プロトラブズのFirstcutの利用に必要なのは3D設計データだけである。吉岡氏は、従来からRhinocerosで3Dモデリングをおこなっていることもあり、うってつけのサービスだ。しかし、3Dモデリングができることイコール加工性のある設計ということにはならない。従来の加工サービスであれば、設計者が自分の意図を図面で示し、加工できるデータを作っていくのは加工者だ。 Firstcutの場合には、デザイナーや設計者がダイレクトに自分の意図を加工に反映させやすい一方で、加工性を考慮したモデリングは、自分で行わなくてはならない。 Firstcutの場合には、FirstQuoteと呼ばれる双方向の見積もりサービスが用意されている。自分がアップロードした3Dデータに対して、加工性の問題が表示され、それに対応することで加工 可能な形状を仕上げることができる。また、この支援をするプロトラブズ社のサポート担当者との会話も、お互いに同じ3Dデータの画像を共有するだけに、スムーズに進む。 「言葉だけで自分のイメージを伝えることは非常に難しいのですが、目の前の3D画像を元に会話をするので意思疎通が楽でした。また、このプロセスを通じて、自分なりに加工を意識したモデ リングができるようになったと考えています」と吉岡氏は語る。

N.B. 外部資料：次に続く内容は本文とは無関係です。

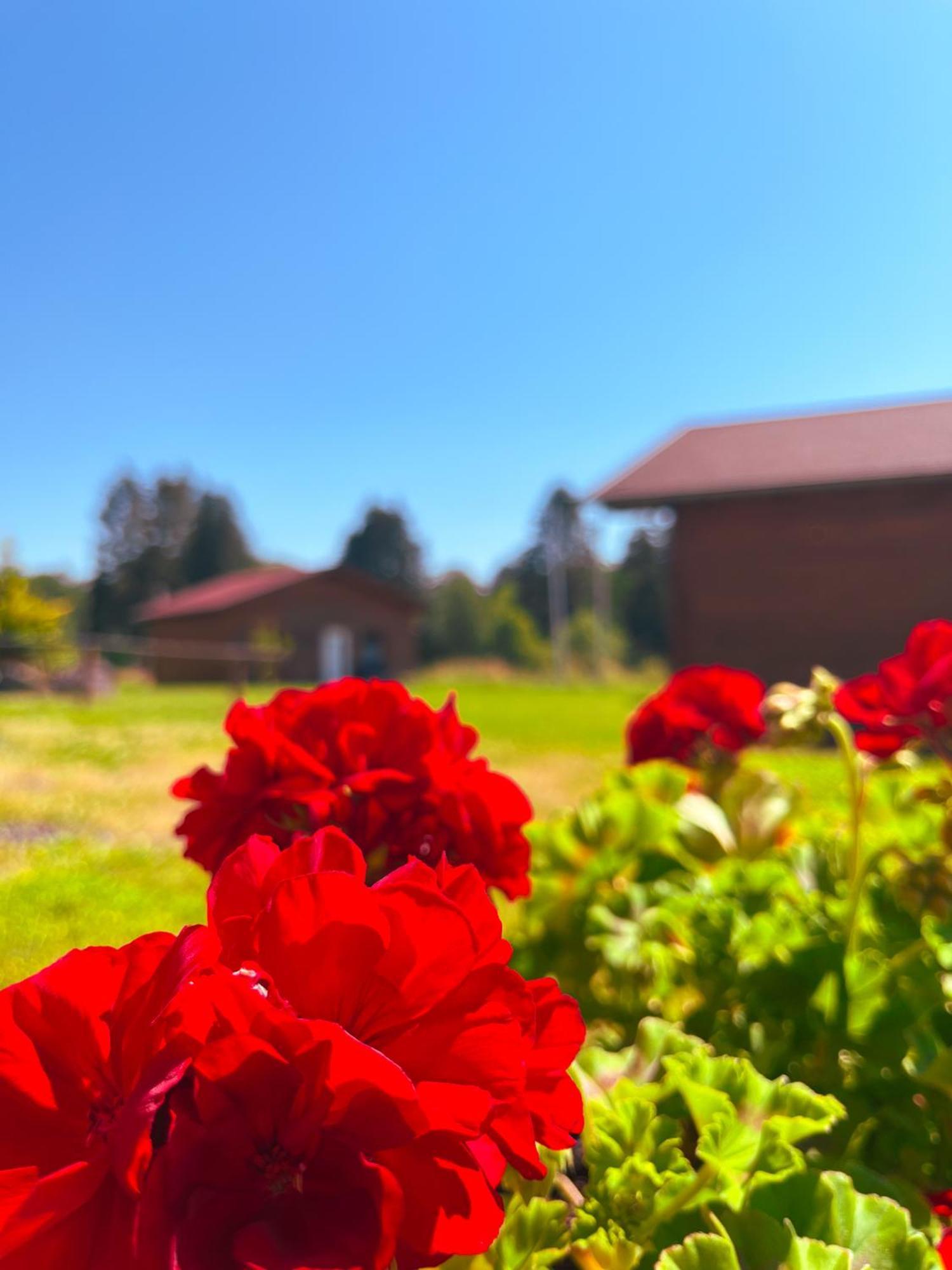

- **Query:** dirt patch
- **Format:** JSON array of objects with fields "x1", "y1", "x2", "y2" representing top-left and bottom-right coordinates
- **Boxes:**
[{"x1": 0, "y1": 820, "x2": 63, "y2": 847}]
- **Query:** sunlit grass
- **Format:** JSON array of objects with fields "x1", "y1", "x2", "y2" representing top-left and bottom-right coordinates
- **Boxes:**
[{"x1": 0, "y1": 677, "x2": 839, "y2": 983}]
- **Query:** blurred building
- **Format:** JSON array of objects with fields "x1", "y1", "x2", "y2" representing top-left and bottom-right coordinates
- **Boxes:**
[
  {"x1": 594, "y1": 401, "x2": 952, "y2": 681},
  {"x1": 136, "y1": 565, "x2": 421, "y2": 683}
]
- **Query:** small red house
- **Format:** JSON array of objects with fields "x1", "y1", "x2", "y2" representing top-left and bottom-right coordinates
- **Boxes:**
[
  {"x1": 594, "y1": 401, "x2": 952, "y2": 682},
  {"x1": 137, "y1": 565, "x2": 423, "y2": 683}
]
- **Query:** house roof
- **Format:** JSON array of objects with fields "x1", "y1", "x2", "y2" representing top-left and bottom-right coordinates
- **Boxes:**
[
  {"x1": 136, "y1": 565, "x2": 420, "y2": 622},
  {"x1": 593, "y1": 400, "x2": 952, "y2": 508}
]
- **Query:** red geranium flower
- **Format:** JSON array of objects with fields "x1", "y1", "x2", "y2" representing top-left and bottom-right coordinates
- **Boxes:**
[
  {"x1": 0, "y1": 930, "x2": 215, "y2": 1270},
  {"x1": 208, "y1": 829, "x2": 584, "y2": 1185},
  {"x1": 142, "y1": 1001, "x2": 501, "y2": 1270},
  {"x1": 834, "y1": 618, "x2": 952, "y2": 761},
  {"x1": 626, "y1": 665, "x2": 764, "y2": 767},
  {"x1": 173, "y1": 679, "x2": 532, "y2": 898}
]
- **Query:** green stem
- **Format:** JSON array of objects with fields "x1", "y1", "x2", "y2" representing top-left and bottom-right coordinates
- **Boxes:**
[
  {"x1": 826, "y1": 710, "x2": 863, "y2": 890},
  {"x1": 638, "y1": 1165, "x2": 717, "y2": 1240}
]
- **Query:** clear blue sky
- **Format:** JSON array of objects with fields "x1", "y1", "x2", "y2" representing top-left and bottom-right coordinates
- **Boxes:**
[{"x1": 0, "y1": 0, "x2": 952, "y2": 577}]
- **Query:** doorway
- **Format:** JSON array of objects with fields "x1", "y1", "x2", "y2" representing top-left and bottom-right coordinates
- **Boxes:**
[{"x1": 317, "y1": 626, "x2": 354, "y2": 683}]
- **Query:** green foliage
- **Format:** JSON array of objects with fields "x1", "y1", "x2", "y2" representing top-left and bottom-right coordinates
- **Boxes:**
[
  {"x1": 340, "y1": 507, "x2": 423, "y2": 591},
  {"x1": 0, "y1": 559, "x2": 72, "y2": 669},
  {"x1": 486, "y1": 587, "x2": 547, "y2": 671},
  {"x1": 566, "y1": 608, "x2": 635, "y2": 674},
  {"x1": 89, "y1": 474, "x2": 255, "y2": 631},
  {"x1": 420, "y1": 573, "x2": 486, "y2": 662},
  {"x1": 473, "y1": 1019, "x2": 939, "y2": 1270},
  {"x1": 512, "y1": 737, "x2": 952, "y2": 1199},
  {"x1": 612, "y1": 525, "x2": 669, "y2": 663},
  {"x1": 178, "y1": 493, "x2": 255, "y2": 587},
  {"x1": 420, "y1": 573, "x2": 548, "y2": 671}
]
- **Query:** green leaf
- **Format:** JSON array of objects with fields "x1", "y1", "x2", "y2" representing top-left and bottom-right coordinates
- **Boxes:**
[
  {"x1": 750, "y1": 1172, "x2": 938, "y2": 1270},
  {"x1": 678, "y1": 790, "x2": 737, "y2": 860},
  {"x1": 489, "y1": 1195, "x2": 569, "y2": 1270},
  {"x1": 658, "y1": 1234, "x2": 741, "y2": 1270},
  {"x1": 787, "y1": 1237, "x2": 852, "y2": 1270}
]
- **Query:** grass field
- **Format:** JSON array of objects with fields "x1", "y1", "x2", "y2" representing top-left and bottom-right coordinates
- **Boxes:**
[{"x1": 0, "y1": 678, "x2": 838, "y2": 984}]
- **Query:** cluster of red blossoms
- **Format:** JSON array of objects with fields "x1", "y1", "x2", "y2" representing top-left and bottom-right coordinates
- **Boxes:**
[
  {"x1": 173, "y1": 679, "x2": 532, "y2": 899},
  {"x1": 626, "y1": 665, "x2": 765, "y2": 767},
  {"x1": 834, "y1": 618, "x2": 952, "y2": 761},
  {"x1": 0, "y1": 828, "x2": 583, "y2": 1270}
]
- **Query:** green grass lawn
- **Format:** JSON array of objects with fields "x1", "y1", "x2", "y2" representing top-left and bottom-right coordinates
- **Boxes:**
[{"x1": 0, "y1": 678, "x2": 838, "y2": 984}]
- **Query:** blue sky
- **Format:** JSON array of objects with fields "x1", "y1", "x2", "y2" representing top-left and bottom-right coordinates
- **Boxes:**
[{"x1": 0, "y1": 0, "x2": 952, "y2": 577}]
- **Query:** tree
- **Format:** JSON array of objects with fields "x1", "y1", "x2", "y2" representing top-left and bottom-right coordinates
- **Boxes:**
[
  {"x1": 340, "y1": 507, "x2": 423, "y2": 591},
  {"x1": 420, "y1": 573, "x2": 487, "y2": 662},
  {"x1": 179, "y1": 494, "x2": 255, "y2": 587},
  {"x1": 487, "y1": 585, "x2": 547, "y2": 671},
  {"x1": 0, "y1": 552, "x2": 71, "y2": 669},
  {"x1": 612, "y1": 530, "x2": 670, "y2": 662},
  {"x1": 493, "y1": 488, "x2": 593, "y2": 636},
  {"x1": 90, "y1": 474, "x2": 254, "y2": 632}
]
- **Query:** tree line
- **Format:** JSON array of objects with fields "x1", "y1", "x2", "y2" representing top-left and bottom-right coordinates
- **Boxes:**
[{"x1": 13, "y1": 474, "x2": 669, "y2": 668}]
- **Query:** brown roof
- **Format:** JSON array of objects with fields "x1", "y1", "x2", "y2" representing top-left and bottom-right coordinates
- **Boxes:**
[
  {"x1": 136, "y1": 564, "x2": 421, "y2": 622},
  {"x1": 593, "y1": 401, "x2": 952, "y2": 507}
]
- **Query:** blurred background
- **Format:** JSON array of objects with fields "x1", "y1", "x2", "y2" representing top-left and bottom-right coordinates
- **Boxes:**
[{"x1": 0, "y1": 0, "x2": 952, "y2": 975}]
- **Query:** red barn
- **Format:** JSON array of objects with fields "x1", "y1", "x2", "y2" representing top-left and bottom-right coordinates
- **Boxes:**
[
  {"x1": 137, "y1": 565, "x2": 423, "y2": 682},
  {"x1": 594, "y1": 401, "x2": 952, "y2": 682}
]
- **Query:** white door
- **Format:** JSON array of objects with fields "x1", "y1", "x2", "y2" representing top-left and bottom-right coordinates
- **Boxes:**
[{"x1": 317, "y1": 626, "x2": 354, "y2": 683}]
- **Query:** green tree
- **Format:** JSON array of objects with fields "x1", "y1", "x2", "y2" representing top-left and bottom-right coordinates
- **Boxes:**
[
  {"x1": 487, "y1": 587, "x2": 548, "y2": 671},
  {"x1": 89, "y1": 474, "x2": 255, "y2": 632},
  {"x1": 420, "y1": 573, "x2": 487, "y2": 662},
  {"x1": 612, "y1": 530, "x2": 670, "y2": 662},
  {"x1": 340, "y1": 507, "x2": 423, "y2": 591},
  {"x1": 567, "y1": 608, "x2": 625, "y2": 674},
  {"x1": 0, "y1": 555, "x2": 71, "y2": 668},
  {"x1": 493, "y1": 486, "x2": 593, "y2": 636},
  {"x1": 179, "y1": 494, "x2": 255, "y2": 587}
]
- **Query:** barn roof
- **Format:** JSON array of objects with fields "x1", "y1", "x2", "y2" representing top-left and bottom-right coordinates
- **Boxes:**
[
  {"x1": 136, "y1": 564, "x2": 420, "y2": 622},
  {"x1": 593, "y1": 400, "x2": 952, "y2": 508}
]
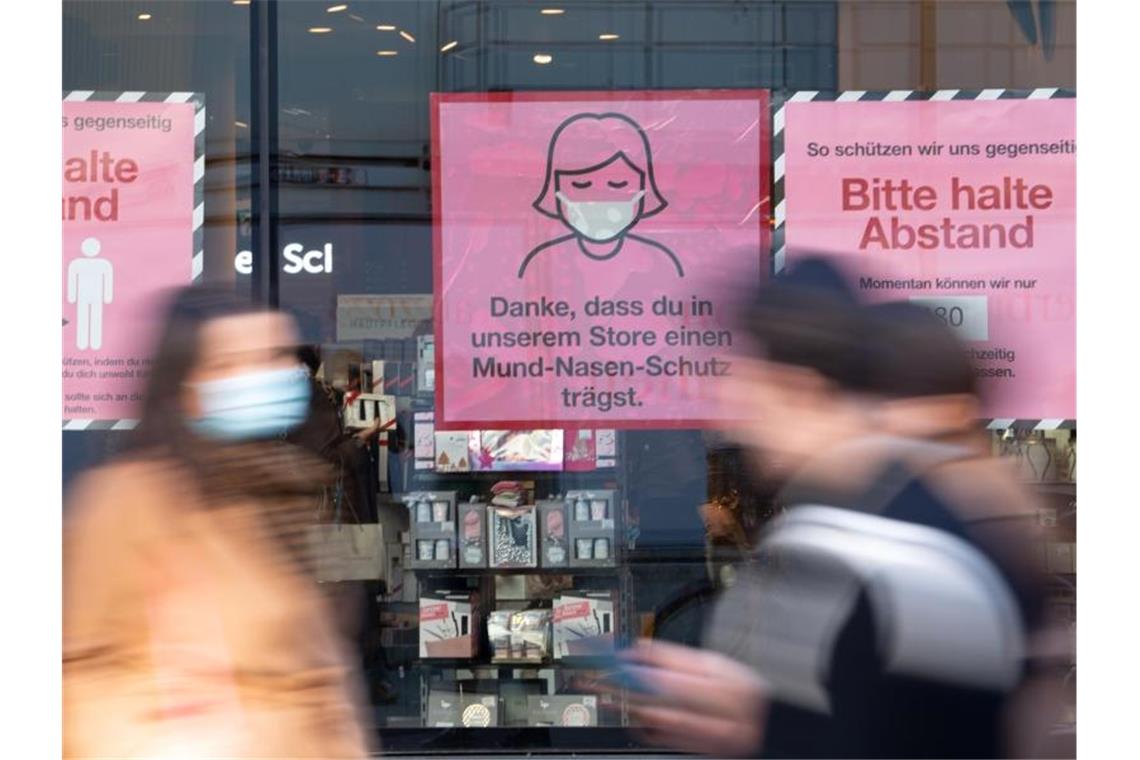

Firstcutによるハンドル部分の付け根。上部の曲面は意匠的にも重要

目的の素材を使って短納期で部品を試すことができることの重要性

吉岡氏は、基礎調査が終わった後、8月から一気に自転車のモデリングを開始し、11月のデッドラインを目指した。自転車のモデリング作業自体も約3週間という極めて短期間に行ったが、部品製造に残されていた時間も短いし、使えるコストにも制限がある。さらに、元々工業デザイン出身でない吉岡氏にとって、素材の特性を活かしたデザインをしてくというチャレンジによる設計上のトライアンドエラーもあり、さらに時間がタイトになる。開発そのものは時間との戦いでもあった。ここでも、Firstcutが大きな役割を果たした。Firstcutでは 1日~3日という短納期で部品が納品される。吉岡氏によれば、かなり時間に追われることもあり、このスピードに救われたとも語る。また、もうひとつ重要なポイントは、素材の選択肢の自由度だ。吉岡氏はアルミの中でも6061などの使用を決めていたが、この素材を扱ってくれる会社がなかなか見つからなかったと言う。プロトラブズではFirstcutの素材としてこのアルミ6061を在 庫していて、本番の素材を最初から使うことができた。Firstcutの魅力は、従来から製造業に携わっていた人にも、その他の分野からモノづくりに参入する人にも、QCD(品質・コスト・納期)をバランスよく提供する点にもあると言えそうだ。